Now that it’s pretty clear we’ll easily make it to the HUBB meeting in Kolasin we decide to take some time for sightseeing. Mostar isn’t that far of a detour from our originally planned route, so why not?
We’re on bigger roads than the past few days and especially the built-up and busy section between Donji Vakuf and Gornji Vakuf is a bit boring. It sort of reminds us of home: houses and industrial buildings lining the road for miles on end, blocking the views of the undoubtedly nice countryside behind them. Speed traps and pot holes galore.
Fortunately it gets a lot better the closer we get to Mostar.
We ride into Mostar around noon, with the sun burning strong by now. The city is clearly still being rebuilt, with clearly brand new buildings alternating with shot up ruins and construction sites. Finding the historic city centre is pretty easy, just follow the omnipresent signs. Although for a minute we are a bit confused as the signs led us into a dead end street. But it turns out to be correct, from here on is pedestrian only.
And while we’re looking around for some place to park the bikes, this guy comes rushing towards us. He claims to be a parking attendant who will help us out. The cheap homemade plastic name tag pinned to his t-shirt doesn’t look very official, but let’s roll with it. He let’s us park up along the sidewalk and promptly pulls out a big sunshade to protect the bikes from the evil rays from the sun. Not sure where he got that from, it just suddenly seemed to appear from thin air. This is looking more official by the minute. Then he asks us for 2 EUR to look after the bikes while we’re away. After he throws in keeping our jackets and helmets safe for us behind the counter of a bar next door we decide he’s tried hard enough to put some food on the family table and leave our stuff in his care.

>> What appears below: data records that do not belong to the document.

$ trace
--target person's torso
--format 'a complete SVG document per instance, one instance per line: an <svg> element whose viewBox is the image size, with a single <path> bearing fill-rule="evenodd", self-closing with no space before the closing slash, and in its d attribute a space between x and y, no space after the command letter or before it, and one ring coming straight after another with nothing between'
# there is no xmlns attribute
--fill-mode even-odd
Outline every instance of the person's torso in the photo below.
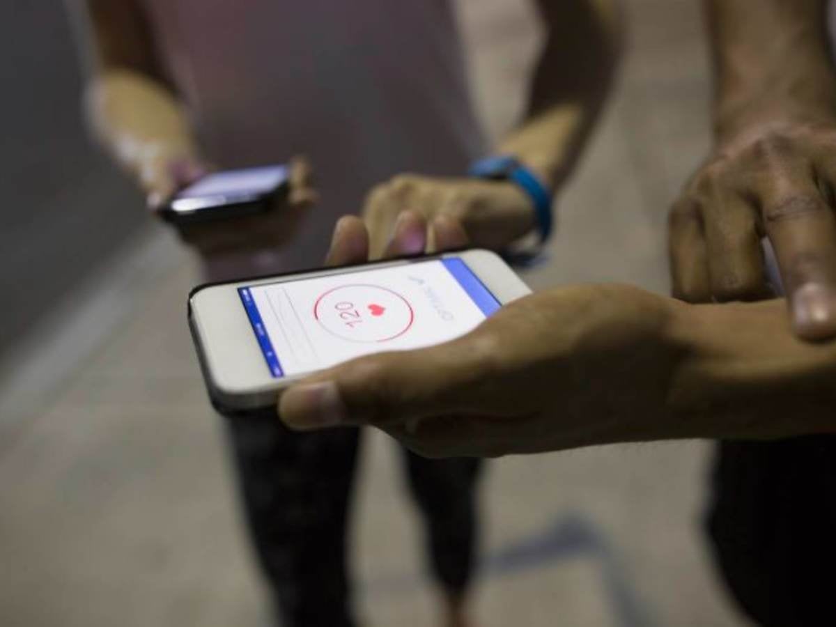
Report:
<svg viewBox="0 0 836 627"><path fill-rule="evenodd" d="M459 175L484 150L447 0L143 2L210 160L312 161L322 201L286 267L318 263L375 183Z"/></svg>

Finding the landmark attraction that draws so many other tourists to Mostar is easy. Just follow the overweight Germans and the Asians with the cameras glued to their faces.
The historic city centre is actually pretty nice, but it is also a big tourist trap. If you’re able to ignore that it is nice to hang out and look around.

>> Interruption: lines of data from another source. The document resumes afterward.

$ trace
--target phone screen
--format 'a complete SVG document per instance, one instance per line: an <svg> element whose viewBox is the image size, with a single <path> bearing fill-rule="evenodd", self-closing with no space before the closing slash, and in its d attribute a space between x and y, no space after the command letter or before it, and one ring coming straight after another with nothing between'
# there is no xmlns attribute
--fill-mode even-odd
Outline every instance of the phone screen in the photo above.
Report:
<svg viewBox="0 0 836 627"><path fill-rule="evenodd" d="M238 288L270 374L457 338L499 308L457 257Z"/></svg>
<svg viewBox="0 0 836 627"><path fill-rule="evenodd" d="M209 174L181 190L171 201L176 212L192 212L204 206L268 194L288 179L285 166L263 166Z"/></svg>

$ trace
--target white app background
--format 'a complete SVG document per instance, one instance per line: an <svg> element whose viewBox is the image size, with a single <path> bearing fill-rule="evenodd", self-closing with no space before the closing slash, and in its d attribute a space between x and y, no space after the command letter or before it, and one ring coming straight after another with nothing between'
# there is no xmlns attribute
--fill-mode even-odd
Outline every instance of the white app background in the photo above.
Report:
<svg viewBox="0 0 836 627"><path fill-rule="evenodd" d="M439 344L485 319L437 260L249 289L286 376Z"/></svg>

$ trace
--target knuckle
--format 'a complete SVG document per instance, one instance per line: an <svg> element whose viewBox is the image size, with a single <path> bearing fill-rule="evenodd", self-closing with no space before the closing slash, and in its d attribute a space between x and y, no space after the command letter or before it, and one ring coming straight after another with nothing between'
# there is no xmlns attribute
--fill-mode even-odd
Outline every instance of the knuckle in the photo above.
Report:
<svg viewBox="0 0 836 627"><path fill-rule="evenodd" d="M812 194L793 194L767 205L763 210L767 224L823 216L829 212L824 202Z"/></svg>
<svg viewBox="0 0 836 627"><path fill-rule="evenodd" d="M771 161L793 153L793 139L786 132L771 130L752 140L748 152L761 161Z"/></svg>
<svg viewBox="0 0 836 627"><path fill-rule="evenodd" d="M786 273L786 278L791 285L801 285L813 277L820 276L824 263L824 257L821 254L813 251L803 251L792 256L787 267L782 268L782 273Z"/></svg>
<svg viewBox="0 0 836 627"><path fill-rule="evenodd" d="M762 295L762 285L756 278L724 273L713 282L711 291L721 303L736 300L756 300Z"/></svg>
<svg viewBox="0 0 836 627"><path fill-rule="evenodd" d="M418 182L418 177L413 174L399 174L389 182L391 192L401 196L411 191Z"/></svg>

Another one of the tourist traps. Will he or won’t he?
This is as good a place as any to grab some lunch so we start shopping around with the many “proppers” trying to lure you into the restaurant that pays them most. We go with a guy that promises a table next to the river with a view on the bridge.
The guy wasn’t lying and the food was good and cheaper than one would expect in such a touristy environment.
Whenwe get back to the bikes after lunch, these beauties are parked next to them. They’re owned by 2 Brits that are riding them from the UK to Greece. Brilliant!
Once the road takes us out of the valley that Mostar is located in, we’re all alone on the road again, surrounded by some amazing landscapes. A big sign surrounded with flags welcomes us to the ‘Republic of Srpska’. We follow the flow of the Zalomska river and are suddenly surprised with the view in front of us. We’re closing in on Gacko, which looks like a huge industrial complex with loads of smoking chimneys and cooling towers. The entire mountainside across the valley has been dug up. Not sure whether it was for just sand or rocks, or for more precious minerals.
What is clear though is that they don’t really like people nosing around. A big sign at the entrance of the town forbids taking pictures. So we don’t… well at least not until we’ve passed the city limits.
A bit further down the road is the Sutjeska national park and this big memorial in the “valley of the heroes” that commemorates the battke for Sutjeska in WW2.
It’s almost 6PM when we arrive in Foca ans start looking around for a place to put up our tent. A guy at a local petrol station points us towards Autokamp Drina, a couple of miles down river.
The camp site is pretty expensive for BIH, but the reception is exceptionally friendly and by the time we get out of the shower we’re told our dinner is waiting for us.
It turns out dinner was still swimming in the river next to the camp site only hours earlier. We are served 4 huge trouts a plate full of tomatoes, some spuds and a delicious smoked paprika tapenade. It is too much for the both of us to finish it all, but it is totally delicious.